TODAY’S PAPER | February 26, 2026 | EPAPER

Formal nod for $2b rollover awaited

FinMin says financing gap fully covered as IMF review begins


Shahbaz Rana February 26, 2026 4 min read
Rollover. Design: Mohsin Alam

ISLAMABAD:

Pakistan said on Wednesday that it was in communication with the United Arab Emirates and that there was no issue in the rollover of a $2 billion debt, but did not confirm whether the Gulf nation had formally conveyed its decision to further extend the repayment period.

"We are in communication with the UAE authorities and there is absolutely no issue in the rollover of the $2 billion debt," Finance Minister Muhammad Aurangzeb said while responding to a question about the status of the UAE debt. He was speaking to journalists after attending a meeting of the National Assembly Standing Committee on Finance.

The minister's reference to continued communication suggests that the UAE has not yet rolled over the debt for one or two years, as requested by Pakistan in December.

Responding to a question about ambiguity surrounding the rollover, which first matured between January 16 and 22, the finance minister reiterated that the external financing gap had been fully met and there was no issue.

He said external financing needs had been discussed with the International Monetary Fund (IMF) at the start of the programme and would again be reviewed during upcoming talks. Under the $7 billion IMF programme, the UAE, Saudi Arabia and China have committed to maintaining their combined $12.5 billion in cash deposits with the State Bank of Pakistan (SBP) at least until the programme expires in September next year.

However, unlike in the past when the UAE would extend the debt for one year, this time it initially extended the repayment period by only one month, and there has still been no official word on the status of the rollover period.

In December, SBP Governor Jameel Ahmad had requested the UAE government to roll over $2.5 billion in debt for two years and reduce the interest rate from 6.5% to 3%. Sources said that while extending the debt maturity in January last year, the UAE had indicated that it would be the last extension. The UAE's total exposure stands at $3.5 billion, with another $1 billion maturing in July this year.

Deputy Prime Minister Ishaq Dar had earlier said that the UAE was also in discussions to acquire $1 billion worth of shares in the Fauji Foundation. Pakistan and the IMF have begun talks under the $7 billion Extended Fund Facility and the $1.4 billion Resilience and Sustainability Facility.
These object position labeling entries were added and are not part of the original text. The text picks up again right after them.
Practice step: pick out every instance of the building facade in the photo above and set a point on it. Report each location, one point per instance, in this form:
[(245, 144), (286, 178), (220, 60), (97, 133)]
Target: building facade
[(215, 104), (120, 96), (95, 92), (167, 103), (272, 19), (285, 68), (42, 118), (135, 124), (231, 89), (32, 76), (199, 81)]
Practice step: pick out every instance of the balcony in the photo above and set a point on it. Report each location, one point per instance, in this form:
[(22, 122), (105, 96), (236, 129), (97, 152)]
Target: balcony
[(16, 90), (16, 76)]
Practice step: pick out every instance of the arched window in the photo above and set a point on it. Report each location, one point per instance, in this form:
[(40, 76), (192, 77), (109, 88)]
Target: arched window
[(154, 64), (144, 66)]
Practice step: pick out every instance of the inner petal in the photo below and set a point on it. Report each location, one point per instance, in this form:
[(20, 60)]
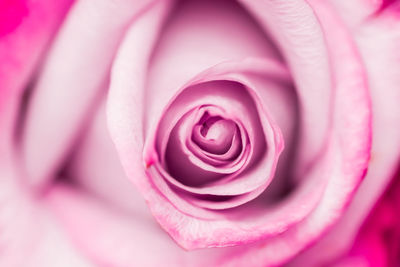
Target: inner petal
[(214, 134)]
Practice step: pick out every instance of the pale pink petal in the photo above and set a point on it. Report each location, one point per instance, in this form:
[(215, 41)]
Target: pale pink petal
[(233, 231), (74, 73), (378, 39)]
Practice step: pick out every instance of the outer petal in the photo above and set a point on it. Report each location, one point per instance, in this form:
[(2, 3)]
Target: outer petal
[(74, 72), (26, 234), (333, 168), (378, 39)]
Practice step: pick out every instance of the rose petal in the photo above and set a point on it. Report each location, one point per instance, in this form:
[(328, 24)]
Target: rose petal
[(68, 79), (378, 40)]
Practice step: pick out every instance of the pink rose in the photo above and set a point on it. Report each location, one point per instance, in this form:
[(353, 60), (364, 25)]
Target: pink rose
[(258, 133)]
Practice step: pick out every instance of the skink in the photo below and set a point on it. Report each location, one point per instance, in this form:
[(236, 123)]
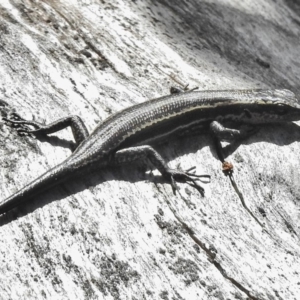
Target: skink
[(128, 135)]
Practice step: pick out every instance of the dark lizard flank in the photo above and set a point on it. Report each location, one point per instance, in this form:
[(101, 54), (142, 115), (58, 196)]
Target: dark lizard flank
[(127, 135)]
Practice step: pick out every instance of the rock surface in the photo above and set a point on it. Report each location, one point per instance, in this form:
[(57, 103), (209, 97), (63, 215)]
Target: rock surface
[(121, 233)]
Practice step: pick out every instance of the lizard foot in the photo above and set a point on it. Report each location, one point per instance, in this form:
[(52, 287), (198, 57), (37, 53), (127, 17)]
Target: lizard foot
[(186, 177), (21, 124)]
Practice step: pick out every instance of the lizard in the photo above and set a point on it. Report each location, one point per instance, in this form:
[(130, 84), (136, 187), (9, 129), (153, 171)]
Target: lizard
[(128, 135)]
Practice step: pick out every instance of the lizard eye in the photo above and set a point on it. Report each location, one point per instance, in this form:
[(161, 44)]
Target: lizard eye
[(281, 109)]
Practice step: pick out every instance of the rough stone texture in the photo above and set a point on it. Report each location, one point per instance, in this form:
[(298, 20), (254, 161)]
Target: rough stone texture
[(121, 233)]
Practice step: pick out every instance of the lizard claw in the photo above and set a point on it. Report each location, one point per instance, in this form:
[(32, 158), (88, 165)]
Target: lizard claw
[(186, 177)]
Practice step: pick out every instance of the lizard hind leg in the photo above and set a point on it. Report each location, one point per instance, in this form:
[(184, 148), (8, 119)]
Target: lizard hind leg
[(79, 130)]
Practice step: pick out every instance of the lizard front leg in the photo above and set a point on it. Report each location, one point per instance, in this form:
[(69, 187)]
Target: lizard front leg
[(79, 130), (147, 152)]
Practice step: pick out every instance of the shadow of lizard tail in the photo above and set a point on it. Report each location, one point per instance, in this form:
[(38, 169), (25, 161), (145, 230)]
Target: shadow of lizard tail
[(49, 179)]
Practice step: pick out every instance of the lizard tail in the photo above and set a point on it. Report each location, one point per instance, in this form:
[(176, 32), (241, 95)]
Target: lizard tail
[(46, 181)]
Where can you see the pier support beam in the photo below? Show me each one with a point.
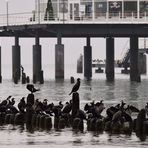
(0, 67)
(59, 59)
(134, 71)
(88, 60)
(110, 59)
(16, 61)
(142, 63)
(37, 62)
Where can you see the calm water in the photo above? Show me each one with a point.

A successful conclusion of the talks by March 11 may pave the way for approval of two loan tranches totalling $1.2 billion by the IMF board.

The IMF mission has arrived in Karachi to review the central bank's performance against key benchmarks, including net international reserves, net domestic assets and reduction in the swap position, as well as monetary and exchange rate policies. Prime Minister Shehbaz Sharif, Finance Minister Muhammad Aurangzeb and the national coordinator of the Special Investment Facilitation Council, Lt Gen Sarfraz Ahmad, have publicly expressed concern over keeping interest rates in double digits.
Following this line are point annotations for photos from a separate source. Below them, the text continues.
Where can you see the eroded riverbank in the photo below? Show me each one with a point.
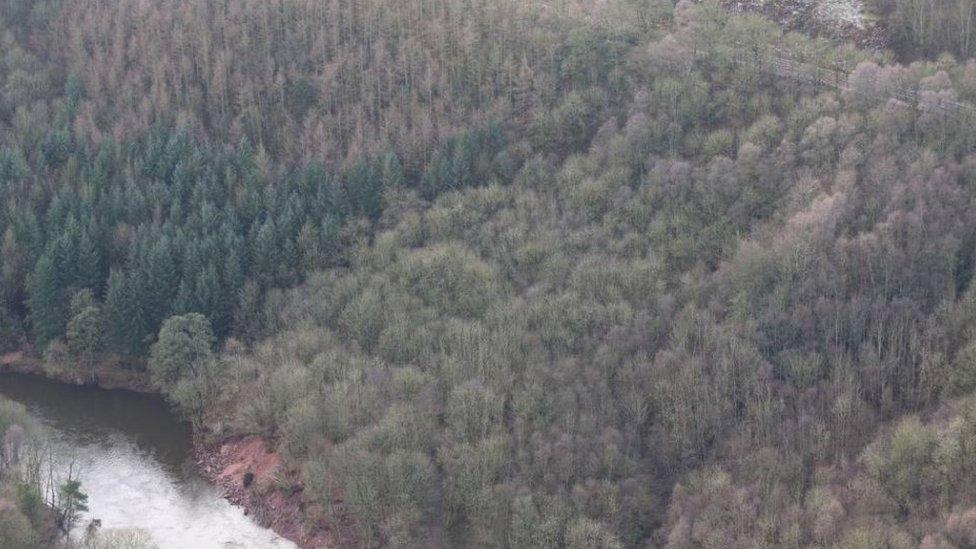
(136, 463)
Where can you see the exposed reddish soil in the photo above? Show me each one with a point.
(254, 477)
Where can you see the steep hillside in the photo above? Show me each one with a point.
(507, 274)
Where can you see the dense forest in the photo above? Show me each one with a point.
(496, 273)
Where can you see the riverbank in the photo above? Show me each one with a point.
(110, 374)
(272, 497)
(254, 477)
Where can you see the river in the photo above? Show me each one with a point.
(133, 459)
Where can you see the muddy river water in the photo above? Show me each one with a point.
(133, 459)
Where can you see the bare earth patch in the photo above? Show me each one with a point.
(254, 477)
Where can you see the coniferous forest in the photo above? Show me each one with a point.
(498, 273)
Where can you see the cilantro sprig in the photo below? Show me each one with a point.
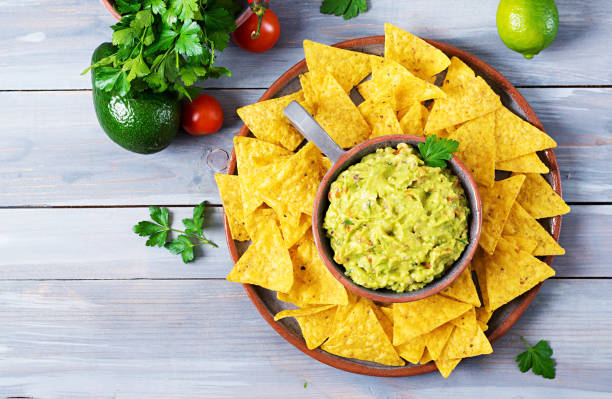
(538, 358)
(347, 8)
(166, 45)
(436, 152)
(159, 228)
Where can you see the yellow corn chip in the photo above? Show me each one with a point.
(477, 147)
(466, 343)
(289, 186)
(511, 272)
(361, 336)
(380, 117)
(313, 284)
(463, 289)
(338, 115)
(528, 163)
(266, 262)
(435, 340)
(539, 199)
(467, 321)
(412, 319)
(467, 97)
(407, 88)
(347, 67)
(521, 223)
(413, 120)
(445, 367)
(251, 156)
(515, 137)
(526, 244)
(229, 190)
(315, 323)
(496, 204)
(415, 54)
(266, 121)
Exporters have also opposed maintaining the rupee-dollar parity around Rs279 and have demanded a 4% depreciation. The IMF mission is expected to begin discussions with the federal government from Monday.
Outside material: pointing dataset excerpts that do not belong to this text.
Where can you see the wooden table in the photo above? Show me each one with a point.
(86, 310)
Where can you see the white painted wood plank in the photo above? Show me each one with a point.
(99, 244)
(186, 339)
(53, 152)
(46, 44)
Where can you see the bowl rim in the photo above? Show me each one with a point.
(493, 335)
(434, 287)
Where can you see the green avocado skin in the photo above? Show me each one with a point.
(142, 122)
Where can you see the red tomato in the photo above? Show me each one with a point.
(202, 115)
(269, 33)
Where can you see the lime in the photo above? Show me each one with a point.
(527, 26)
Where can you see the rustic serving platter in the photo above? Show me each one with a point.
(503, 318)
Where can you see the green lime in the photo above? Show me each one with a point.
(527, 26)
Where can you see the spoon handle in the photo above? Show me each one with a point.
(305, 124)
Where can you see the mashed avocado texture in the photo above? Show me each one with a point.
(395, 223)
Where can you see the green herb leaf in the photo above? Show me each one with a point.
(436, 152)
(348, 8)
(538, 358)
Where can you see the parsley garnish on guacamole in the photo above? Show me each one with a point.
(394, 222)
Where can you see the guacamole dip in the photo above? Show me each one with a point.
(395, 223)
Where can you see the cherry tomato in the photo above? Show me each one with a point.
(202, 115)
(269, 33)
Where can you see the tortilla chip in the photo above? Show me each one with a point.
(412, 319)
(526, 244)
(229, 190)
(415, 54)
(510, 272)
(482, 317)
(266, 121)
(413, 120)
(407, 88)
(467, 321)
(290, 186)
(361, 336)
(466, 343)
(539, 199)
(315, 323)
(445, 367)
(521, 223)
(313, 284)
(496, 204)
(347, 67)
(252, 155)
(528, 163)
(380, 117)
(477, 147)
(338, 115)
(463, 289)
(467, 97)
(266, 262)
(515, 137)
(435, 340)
Pakistan is in a good position for the IMF talks, said the finance minister in response to a question. He added that the discussions would include a performance review and forward-looking engagements.

To meet an IMF condition, the government has proposed amendments to the Exim Bank law to bring it in line with the State-Owned Enterprises (SOEs) Act. Finance Secretary Imdadullah Bosal briefed the NA standing committee that the SOEs Act would take precedence over the Exim Bank law. He said the majority of Exim Bank board members, including the chairman, would be from the private sector.

The Exim Bank president would be appointed by the board with a three-fourths majority, including a mandatory vote from the ex-officio board member representing the Ministry of Finance, the secretary said.

However, the proposal that the board could not hire or fire a president without the finance division's vote sparked debate over bureaucratic control. "The government wants to give veto power to the finance division representative," said Syed Naveed Qamar, chairman of the standing committee. The finance secretary said the private sector had also played havoc on SOE boards and that the government should retain a say in their affairs.

He added that SOE boards had become lucrative for bureaucrats, with annual board fees in some cases exceeding their annual salaries. The standing committee rejected the proposal and asked the government to review the amendment granting veto power to the finance ministry.

Aurangzeb assured the committee that the proposals would be reviewed again.

The proposal to grant veto power to a finance ministry director also appears to run counter to the IMF's principle of minimising government involvement in running these entities. To break bureaucratic and government monopolies, the IMF has imposed a condition to amend the laws governing 10 SOEs, in consultation with the Fund, to align them with the SOE Act. The revised deadline for these amendments, including the Exim Bank law, is August 2026.